Kalau saja Kartini sempat
mempelajari keseluruhan ajaran Islam (Al-Quran) maka tidak mustahil ia
akan menerapkan semaksimal mungkin semua hal yang dituntut Islam
terhadap muslimahnya. Terbukti Kartini sangat berani untuk berbeda
dengan tradisi adatnya yang sudah terlanjur mapan.
*Kartini juga
memiliki modal kehanifan yang tinggi terhadap ajaran Islam. Bukankah
pada mulanya beliau paling keras menentang poligami, tapi kemudian
setelah mengenal Islam, beliau dapat menerimanya.
Saat
mempelajari Al-Islam lewat Al-Quran terjemahan berbahasa Jawa itu,
Kartini menemukan dalam surat Al-Baqarah ayat 257 bahwa ALAH-lah yang
telah membimbing orang-orang beriman dari gelap kepada cahaya
(Minazh-Zhulumaati ilan Nuur). Rupanya, Kartini terkesan dengan
kata-kata Minazh-Zhulumaati ilan Nuur yang berarti dari gelap kepada
cahaya. Karena Kartini merasakan sendiri proses perubahan dirinya, dari
pemikiran tak-berketentuan kepada pemikiran hidayah. Dalam banyak
suratnya sebelum wafat, Kartini banyak sekali mengulang-ulang kalimat
“Dari Gelap Kepada Cahaya” ini. Karena Kartini selalu menulis suratnya
dalam bahasa Belanda, maka kata-kata ini dia terjemahkan dengan “Door
Duisternis Tot Licht”. Karena seringnya kata-kata tersebut muncul dalam
surat- surat Kartini, maka Mr.

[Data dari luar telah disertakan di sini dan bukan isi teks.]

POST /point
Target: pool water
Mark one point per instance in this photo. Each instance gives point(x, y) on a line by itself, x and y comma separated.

Abendanon yang mengumpulkan surat-surat
Kartini menjadikan kata-kata tersebut sebagai judul dari kumpulan surat
Kartini . Tentu saja ia tidak menyadari bahwa kata-kata tersebut
sebenarnya dipetik dari Al-Quran. Kemudian untuk masa-masa selanjutnya
setelah Kartini meninggal, kata-kata Door Duisternis Tot Licht telah
kehilangan maknanya, karena diterjemahkan oleh Armijn Pane dengan
istilah “Habis Gelap Terbitlah Terang”. Memang lebih puitis, tapi justru
tidak persis.
*
Kyai Sholeh membawa Kartini ke perjalanan
transformasi spiritual. Pandangan Kartini tentang Barat (baca: Eropa)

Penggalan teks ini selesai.